The Claimant, Mr Grosset was a teacher. He suffered from cystic fibrosis and was disabled within the meaning of the Equality Act 2010. He had shown an 18-rated film to a class of vulnerable 15 and 16 year olds and was dismissed for misconduct. He bought claims of disability discrimination and unfair dismissal. The tribunal found that his actions in inappropriately showing the film arose as a consequence of his impaired mental state. Therefore his dismissal was an unfavourable act which had arisen in consequence of his disability. His s.15 claim succeeded. The tribunal found that the Claimant’s dismissal had been fair.

Both parties appealed.

The employer argued that it was unfair for an employer to effectively lose a discrimination claim because of medical information produced for the tribunal hearing but which was not available at the time of the disciplinary. The tribunal did not find that this was unfair as the employer knows, or should reasonably know, of the employee's disability and is therefore on notice. The employer accepted that it had knowledge of his disability at the relevant time but that it had concluded that the misconduct did not arise in consequence of the disability. The EAT upheld the discrimination claim despite the employer reaosnably concluding that disability was not in play.

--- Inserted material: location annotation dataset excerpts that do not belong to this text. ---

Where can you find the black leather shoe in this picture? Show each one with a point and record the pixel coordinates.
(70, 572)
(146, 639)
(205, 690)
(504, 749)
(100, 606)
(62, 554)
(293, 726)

The EAT held that the tribunal had taken care to consider the employer’s legitimate interests to protect the children and to ensure disciplinary standards were maintained. The tribunal had carried out a balancing exercise in relation to those aims. The employer’s appeal was rejected.

In relation to the appeal relating to the unfair dismissal claim, the EAT found that the approach taken did not fall outside of the range of reasonable responses and it cited the employer’s decision to carry out the grievance and disciplinary processes separately in support. The Claimant’s appeal was rejected.